Hi,
in order to fit Cox model with time-dependent coeff, you have to restruct
your dataframe. For instance you
can use the counting process formulation "(start,stop,status)".
Some years ago I wrote a function (reCox() below) to make the job. It seems
to work if there are not ties, but
if there are ties it works but some problem rises (results do not match
exactly).
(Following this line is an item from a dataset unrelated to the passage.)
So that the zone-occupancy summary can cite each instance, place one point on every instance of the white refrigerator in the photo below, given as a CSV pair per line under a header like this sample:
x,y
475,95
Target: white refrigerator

Let me know if you can fix such problem.
Note that in the restructed dataset, a (linear) time varying effect for the
variable X, say, may be included by the "X:stop" term in the model.
Hope this helps,
regards,
vito
#example taken from ?cph in the Hmisc package
n <- 100
set.seed(731)
age <- 50 + 12*rnorm(n)
sex <- factor(sample(c('Male','Female'), n,rep=TRUE, prob=c(.6, .4)))
cens <- 15*runif(n)
h <- .02*exp(.04*(age-50)+.8*(sex=='Female'))
ttime <- -log(runif(n))/h
status <- ifelse(ttime <= cens,1,0)
ttime <- pmin(ttime, cens)
d<-data.frame(ttime=ttime,status=status,age=age,sex=sex)
#restruct the original dataframe
dd<-reCox(d)
#compare fitted model without ties (minor (negligible?) differences)
coxph(Surv(ttime,status) ~ age + sex,data=d)
coxph(Surv(start,stop,status) ~ age + sex,data=dd)
#data with ties (major differences)
d$ttime[d$status==1]<-round(d$ttime[d$status==1],1)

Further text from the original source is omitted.